« C’est une petite clef qui pourra m’ouvrir des portes où le bon Dieu ne va plus frapper »

Dans une lettre à Mme Berne, fille de Cyril Cottin, le curé de Montréal, dans l'Ain, partage ses préoccupations face au déclin de la foi parmi la population.

Madame,

Je viens de recevoir la belle collection d’almanachs que vous avez bien voulu me réserver. J’en suis heureux pour mes paroissiens qui auront ainsi l’occasion de lire quelques histoires édifiantes, de voir peut-être se réveiller dans leurs cœurs les idées chrétiennes qu’ils oublient trop et dont ils ne viennent plus guère chercher l’écho dans les instructions de leur Pasteur, profondément attristé de leur indifférence pour le bien. L’occasion me sera fournie d’entrer dans certaines maisons, l’almanach à la main ; c’est une petite clef qui pourra m’ouvrir des portes où le bon Dieu ne va plus frapper hélas ! depuis si longtemps, elles sont restées sourdes à ses instances pleines de miséricorde. Où allons nous, Madame ? car la situation ne fait que gagner en imprévu, en incertitudes menaçantes pour la vérité et ses défenseurs. Dieu semble nous abandonner et permettre qu’au moment où nos ennemis sont déchaînés contre nous de toutes parts, des scandales honteux et retentissants 1 viennent encore ajouter à notre humiliation et détacher de la bonne cause les âmes bienveillantes jusque là, mais faibles dans la foi – qui ne savent point comprendre que l’humiliation et l’abandon apparent de la Providence sont des moyens qu’elle emploie pour renouveler ce qui était vieilli, pour réchauffer ce qui était tiède.
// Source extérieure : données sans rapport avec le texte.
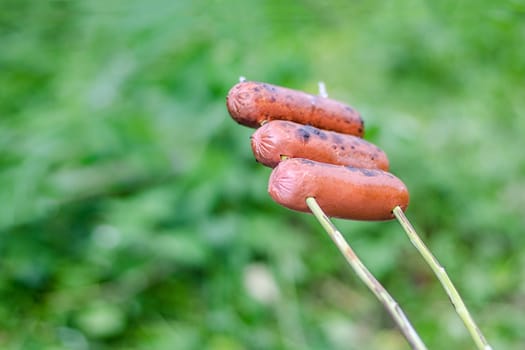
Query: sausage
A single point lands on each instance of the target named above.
(342, 191)
(283, 138)
(252, 103)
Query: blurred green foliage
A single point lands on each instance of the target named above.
(133, 215)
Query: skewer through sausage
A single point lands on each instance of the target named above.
(279, 138)
(252, 104)
(342, 191)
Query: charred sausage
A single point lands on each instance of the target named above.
(283, 138)
(342, 191)
(253, 103)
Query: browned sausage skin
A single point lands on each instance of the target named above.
(342, 191)
(252, 104)
(283, 138)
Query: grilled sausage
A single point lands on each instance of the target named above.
(253, 103)
(342, 191)
(283, 138)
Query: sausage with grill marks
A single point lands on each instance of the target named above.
(253, 103)
(342, 191)
(280, 138)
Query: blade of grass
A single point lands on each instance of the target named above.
(366, 276)
(442, 276)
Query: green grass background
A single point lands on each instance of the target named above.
(133, 215)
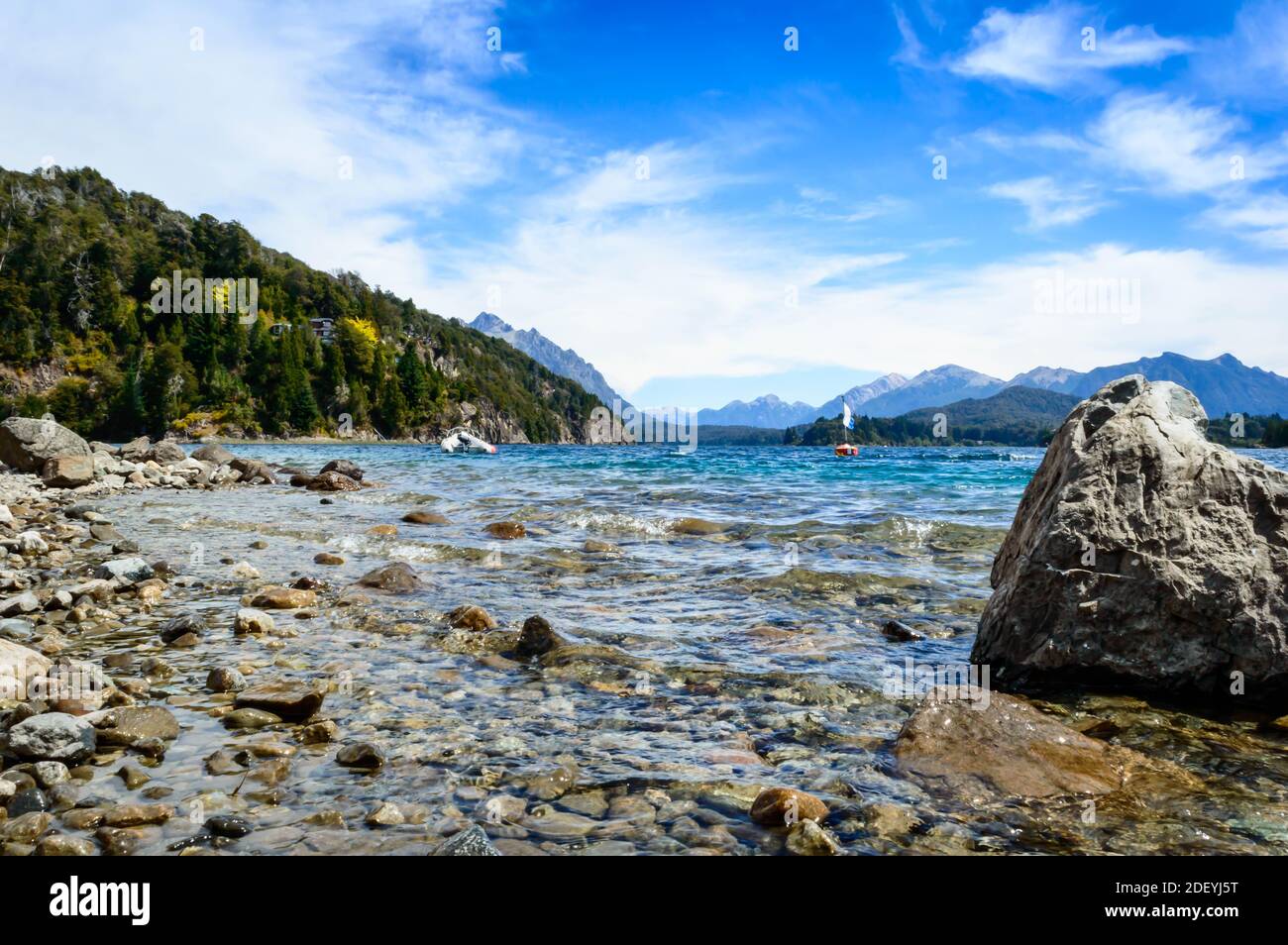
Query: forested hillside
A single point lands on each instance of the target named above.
(78, 338)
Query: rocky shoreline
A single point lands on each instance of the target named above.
(147, 709)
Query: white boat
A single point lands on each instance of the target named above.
(462, 441)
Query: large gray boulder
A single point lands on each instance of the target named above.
(27, 445)
(53, 737)
(1142, 554)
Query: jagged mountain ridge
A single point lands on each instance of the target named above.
(562, 361)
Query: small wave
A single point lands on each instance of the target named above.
(618, 523)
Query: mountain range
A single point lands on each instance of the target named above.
(562, 361)
(1224, 385)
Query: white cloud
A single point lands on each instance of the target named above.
(1177, 147)
(1048, 204)
(1261, 219)
(1046, 47)
(1252, 60)
(911, 52)
(668, 292)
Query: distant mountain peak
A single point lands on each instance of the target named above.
(489, 323)
(562, 361)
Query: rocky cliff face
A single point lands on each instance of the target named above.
(1144, 554)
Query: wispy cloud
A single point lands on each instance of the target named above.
(1261, 219)
(287, 117)
(1047, 47)
(1175, 146)
(1048, 204)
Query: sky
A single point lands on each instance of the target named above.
(716, 201)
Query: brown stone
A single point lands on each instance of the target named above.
(786, 806)
(283, 599)
(68, 472)
(284, 698)
(471, 617)
(425, 519)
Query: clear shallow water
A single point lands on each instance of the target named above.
(746, 656)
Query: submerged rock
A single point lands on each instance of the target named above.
(67, 472)
(283, 698)
(252, 621)
(132, 725)
(425, 518)
(1144, 554)
(346, 468)
(333, 481)
(181, 626)
(213, 452)
(469, 842)
(124, 571)
(698, 527)
(1003, 747)
(471, 617)
(224, 679)
(53, 737)
(786, 806)
(283, 599)
(362, 755)
(536, 639)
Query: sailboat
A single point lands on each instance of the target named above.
(848, 422)
(462, 441)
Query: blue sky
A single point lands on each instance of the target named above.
(700, 211)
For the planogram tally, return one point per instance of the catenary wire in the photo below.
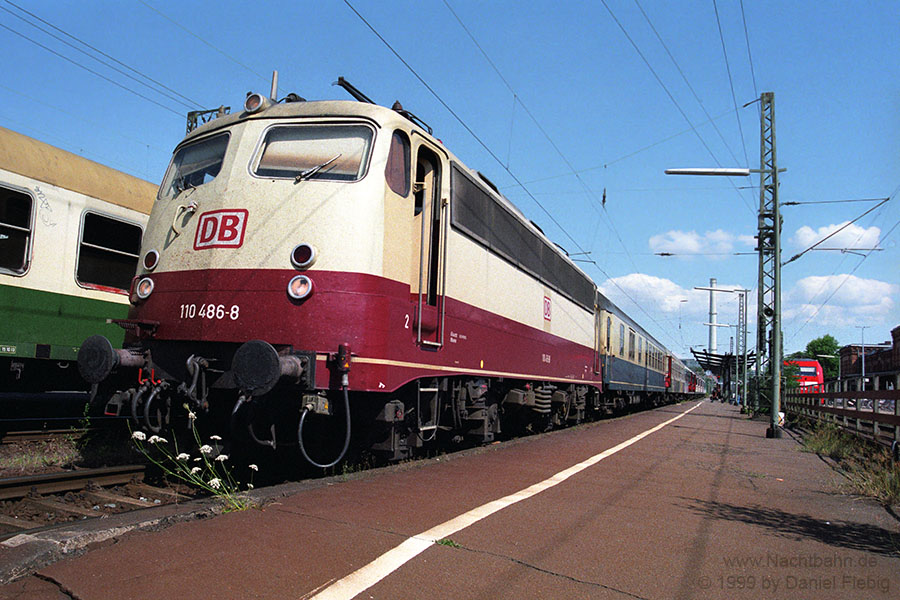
(169, 92)
(731, 82)
(749, 54)
(672, 98)
(191, 33)
(89, 70)
(499, 161)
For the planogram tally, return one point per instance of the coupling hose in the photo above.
(346, 436)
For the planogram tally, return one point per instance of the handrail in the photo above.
(871, 414)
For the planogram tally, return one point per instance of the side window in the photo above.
(16, 209)
(396, 172)
(608, 334)
(108, 252)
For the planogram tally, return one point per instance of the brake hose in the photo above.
(346, 437)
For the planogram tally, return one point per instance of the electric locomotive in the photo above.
(334, 258)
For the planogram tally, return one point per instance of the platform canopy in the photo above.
(721, 365)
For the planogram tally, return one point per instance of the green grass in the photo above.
(830, 440)
(868, 466)
(38, 457)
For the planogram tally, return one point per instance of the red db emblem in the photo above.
(221, 229)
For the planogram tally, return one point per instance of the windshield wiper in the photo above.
(313, 170)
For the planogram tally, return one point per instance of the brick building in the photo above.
(882, 364)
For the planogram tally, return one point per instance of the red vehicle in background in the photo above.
(810, 374)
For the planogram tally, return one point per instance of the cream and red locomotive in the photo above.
(335, 258)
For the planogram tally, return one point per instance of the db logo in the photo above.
(221, 229)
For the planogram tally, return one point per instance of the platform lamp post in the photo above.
(768, 316)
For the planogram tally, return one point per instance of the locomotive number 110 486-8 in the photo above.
(210, 311)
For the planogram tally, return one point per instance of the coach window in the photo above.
(15, 230)
(108, 253)
(608, 333)
(396, 172)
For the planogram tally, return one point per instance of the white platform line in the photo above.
(367, 576)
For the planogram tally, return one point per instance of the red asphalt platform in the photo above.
(705, 507)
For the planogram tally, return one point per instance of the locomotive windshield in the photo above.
(330, 152)
(194, 165)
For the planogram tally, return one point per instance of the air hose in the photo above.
(346, 437)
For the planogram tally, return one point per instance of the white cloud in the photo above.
(852, 299)
(853, 236)
(681, 243)
(659, 295)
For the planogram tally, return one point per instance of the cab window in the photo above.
(396, 172)
(314, 152)
(194, 165)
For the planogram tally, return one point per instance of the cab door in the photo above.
(431, 217)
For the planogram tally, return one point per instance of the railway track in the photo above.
(40, 435)
(35, 501)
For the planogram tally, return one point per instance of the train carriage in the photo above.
(70, 233)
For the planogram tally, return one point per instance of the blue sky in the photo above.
(560, 101)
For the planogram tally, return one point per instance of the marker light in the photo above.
(144, 288)
(151, 259)
(300, 287)
(255, 102)
(303, 256)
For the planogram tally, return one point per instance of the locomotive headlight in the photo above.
(300, 287)
(144, 288)
(303, 256)
(151, 259)
(255, 102)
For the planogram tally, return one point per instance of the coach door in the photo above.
(431, 219)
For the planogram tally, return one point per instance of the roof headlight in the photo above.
(151, 259)
(300, 287)
(255, 102)
(303, 256)
(144, 288)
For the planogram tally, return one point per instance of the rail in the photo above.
(52, 483)
(874, 414)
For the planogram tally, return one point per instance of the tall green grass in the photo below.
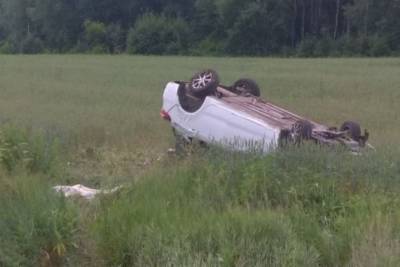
(300, 207)
(37, 226)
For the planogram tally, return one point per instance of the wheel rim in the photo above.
(202, 80)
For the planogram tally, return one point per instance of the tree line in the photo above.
(202, 27)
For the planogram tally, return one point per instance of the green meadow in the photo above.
(94, 120)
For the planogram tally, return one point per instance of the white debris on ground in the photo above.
(83, 191)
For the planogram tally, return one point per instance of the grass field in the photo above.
(95, 120)
(116, 99)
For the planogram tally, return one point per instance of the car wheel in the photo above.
(302, 130)
(246, 87)
(204, 83)
(353, 129)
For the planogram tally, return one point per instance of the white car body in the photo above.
(244, 122)
(219, 123)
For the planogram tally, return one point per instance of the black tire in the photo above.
(353, 130)
(302, 130)
(246, 87)
(204, 83)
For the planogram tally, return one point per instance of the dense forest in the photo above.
(202, 27)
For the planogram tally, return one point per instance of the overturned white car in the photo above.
(237, 118)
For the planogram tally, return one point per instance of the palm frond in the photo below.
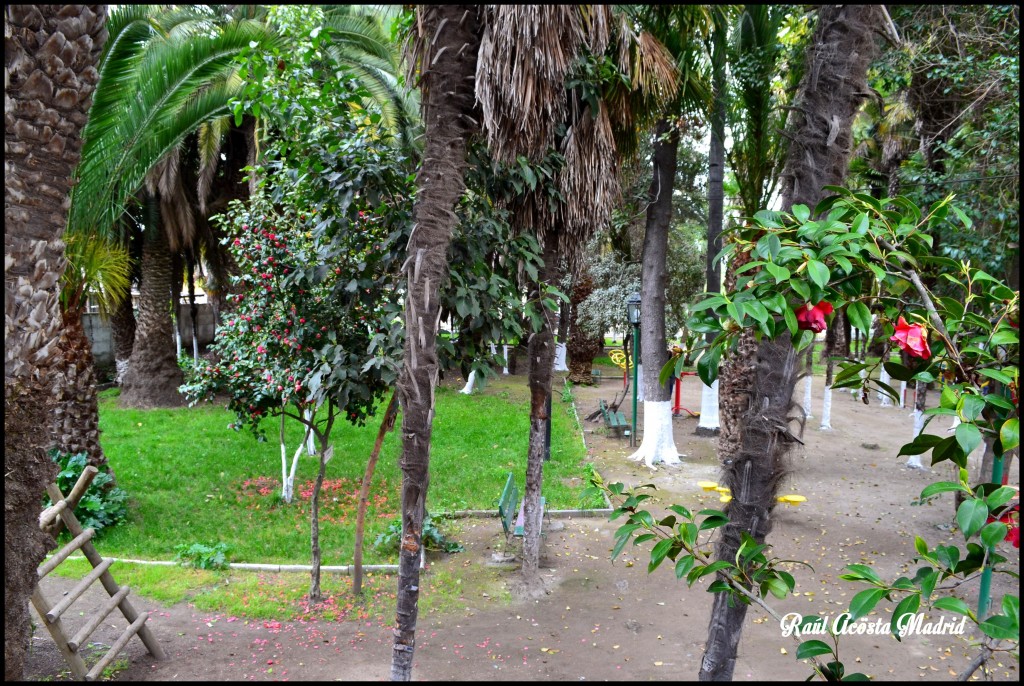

Portrait de Delphine Berne, avec sa fille
Delphine Berne, née Cottin, et sa fille.

L’année présente s’en va nous laissant au milieu des ruines morales et matérielles. L’année prochaine verra-t-elle le retour au bon sens, à la foi ? verra-t-elle la guérison ? C’est le secret de Dieu. Nous ne pouvons qu’implorer son secours seul efficace en ces grandes anxiétés, et agir, chacun selon nos moyens dans notre modeste sphère, pour obtenir que les desseins des méchants – déjà si avancés – n’arrivent pas à la fin sacrilège qu’ils se proposent et qu’ils ne se donnent plus la peine de dissimuler. La pieuse et charitable affection que vous portez à l’heureuse paroisse de Maillat, fait que maintenant les hommes de Dieu y annoncent la vérité. C’est un grand bienfait, surtout à l’heure présente. Et je prie tous les jours pour le succès complet de cette sainte croisade ; demandant également dans nos pauvres prières, que Dieu, par un juste retour, ne laisse point sans compensations, pendant ces jours de grâces, la famille si chrétienne qui, après lui avoir fait élever un temple digne de Lui, continue à s’intéresser si directement au salut des âmes.

Veuillez me rappeler aux souvenirs si bienveillants des vôtres, en partageant avec M. Cottin, tout l’hommage de mon respect,

A. Morellet

19 place Bellecour, à Lyon  – 19 décembre 1901.

Papiers Cottin, Berne, lettre de M. Morellet, curé de Montréal (Ain) à Mme Cyrille Cottin.